Why NER is difficult
Although the tokenization of a text will
reveal its components, understanding what they are can be difficult.
-
Reasons
-
- Language Amibiguity
-
- Phrases can be challenging
-
- Sentence level process thus related to sentence boundary
-
- Specialized text such as URLs, e-mail addresses, and specialized numbers can be difficult to isolate
Techniques for name recognition
Regular Expression
Dictionary-based approaches
- train a model to detect(Statistical Classifiers)
- The disadvantage of this approach is that it requires someone to annotate the sample text, which is a time-consuming process. In addition, it is domain dependent. To measure how well a model has been trained, several measures are used:
- Precision: It is the percentage of entities found that match exactly the spans found in the evaluation data
- Recall: It is the percentage of entities defined in the corpus that were found in the same location
- Performance measure: It is the harmonic mean of precision and recall given by F1 = 2 * Precision * Recall / (Recall + Precision)
Regular Expressions for NER
Two general approaches
- Java build in Regex for relatively simple and consistent entities
- Thirty Party Regex class
//JDK build-in
String regularExpressionText
= "He left his email address (rgb@colorworks.com) and his "

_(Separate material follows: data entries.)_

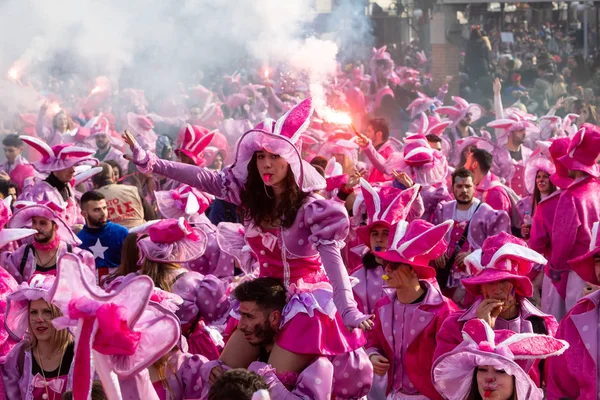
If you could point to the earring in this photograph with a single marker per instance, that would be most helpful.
(267, 192)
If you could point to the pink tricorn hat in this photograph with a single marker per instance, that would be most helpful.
(584, 265)
(280, 137)
(583, 150)
(502, 257)
(460, 110)
(120, 332)
(416, 244)
(452, 374)
(45, 209)
(171, 241)
(17, 304)
(385, 207)
(59, 157)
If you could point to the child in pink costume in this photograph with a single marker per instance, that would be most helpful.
(292, 245)
(409, 317)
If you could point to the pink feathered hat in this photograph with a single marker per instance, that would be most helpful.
(385, 207)
(17, 304)
(460, 110)
(280, 137)
(533, 165)
(452, 373)
(45, 209)
(583, 150)
(120, 332)
(59, 157)
(10, 235)
(416, 244)
(502, 257)
(194, 141)
(584, 265)
(185, 201)
(170, 241)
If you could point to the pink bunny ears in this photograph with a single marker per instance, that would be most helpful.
(513, 346)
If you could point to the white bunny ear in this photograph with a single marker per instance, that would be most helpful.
(261, 395)
(530, 346)
(293, 123)
(191, 206)
(371, 200)
(41, 146)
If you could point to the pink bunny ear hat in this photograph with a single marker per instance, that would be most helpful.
(452, 373)
(280, 137)
(59, 157)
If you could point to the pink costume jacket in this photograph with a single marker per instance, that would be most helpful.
(116, 155)
(12, 261)
(574, 374)
(369, 288)
(491, 191)
(517, 183)
(213, 261)
(42, 190)
(450, 335)
(186, 382)
(6, 167)
(378, 159)
(413, 374)
(577, 209)
(21, 384)
(296, 254)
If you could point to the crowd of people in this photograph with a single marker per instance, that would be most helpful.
(247, 242)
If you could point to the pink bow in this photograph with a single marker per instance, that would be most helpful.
(54, 384)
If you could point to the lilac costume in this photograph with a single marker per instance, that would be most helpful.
(293, 254)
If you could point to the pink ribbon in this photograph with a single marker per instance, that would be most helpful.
(54, 384)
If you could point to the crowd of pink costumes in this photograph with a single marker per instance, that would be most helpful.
(243, 242)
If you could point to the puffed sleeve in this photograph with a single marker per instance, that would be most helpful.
(203, 295)
(220, 184)
(353, 375)
(313, 383)
(11, 375)
(190, 375)
(329, 223)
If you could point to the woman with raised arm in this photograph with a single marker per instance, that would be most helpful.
(294, 233)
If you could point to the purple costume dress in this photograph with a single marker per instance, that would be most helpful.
(296, 255)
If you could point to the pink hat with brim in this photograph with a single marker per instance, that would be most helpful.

+ "phone number,800-555-1234. We believe his current address "
+ "is 100 Washington Place, Seattle, CO 12345-1234. I "
+ "understand you can also call at 123-555-1234 between "

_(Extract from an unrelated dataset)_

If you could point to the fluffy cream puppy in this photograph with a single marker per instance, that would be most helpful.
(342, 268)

+ "8:00 AM and 4:30 most days. His URL is http://example.com "
+ "and he was born on February 25, 1954 or 2/25/1954.";
String phoneNumberRE = "\\d{3}-\\d{3}-\\d{4}";
String urlRE = "\\b(https?|ftp|file|ldap)://[-A-Za-z0-9+&@#/%?=~_|!:,.;]*[-A-Za-z0-9+&@#/%=~_|]";
String emailRE = "[a-zA-Z0-9'._%+-]+@(?:[a-zA-Z0-9-]+\\.)+[a-zA-Z]{2,4}";
String timeRE = "(([0-1]?[0-9])|([2][0-3])):([0-5]?[0-9])(:([0-5]?[0-9]))?";
Pattern pattern = Pattern.compile(phoneNumberRE + "|" + urlRE + "|" + emailRE + "|" + timeRE);
java.util.regex.Matcher matcher = pattern.matcher(regularExpressionText);
while(matcher.find()){
System.out.println(matcher.group() + " [" + matcher.start()
+ ":" + matcher.end() + "] " + matcher.groupCount());
}
// OpenNLP train
try (OutputStream modelOutputStream = new BufferedOutputStream(new FileOutputStream(new File("modelFile")));) {
ObjectStream<String> lineStream = new PlainTextByLineStream(
new FileInputStream("en-ner-person.train"), "UTF-8");
ObjectStream<NameSample> sampleStream =
new NameSampleDataStream(lineStream);
TokenNameFinderModel model = NameFinderME.train(
"en", "person", sampleStream,
Collections.<String, Object>emptyMap());
model.serialize(modelOutputStream);
TokenNameFinderEvaluator evaluator =
new TokenNameFinderEvaluator(new NameFinderME(model));
lineStream = new PlainTextByLineStream(
new FileInputStream("en-ner-person.eval"), "UTF-8");
sampleStream = new NameSampleDataStream(lineStream);
evaluator.evaluate(sampleStream);
FMeasure result = evaluator.getFMeasure();
System.out.println(result.toString());
} catch (IOException ex) {
// Handle exception
ex.printStackTrace();
}
NER involves detecting entities and then classifying them. Common categories include names, locations, and things. This is an important task that many applications use to support searching, resolving references, and finding the meaning of the text. The process is frequently used in downstream tasks.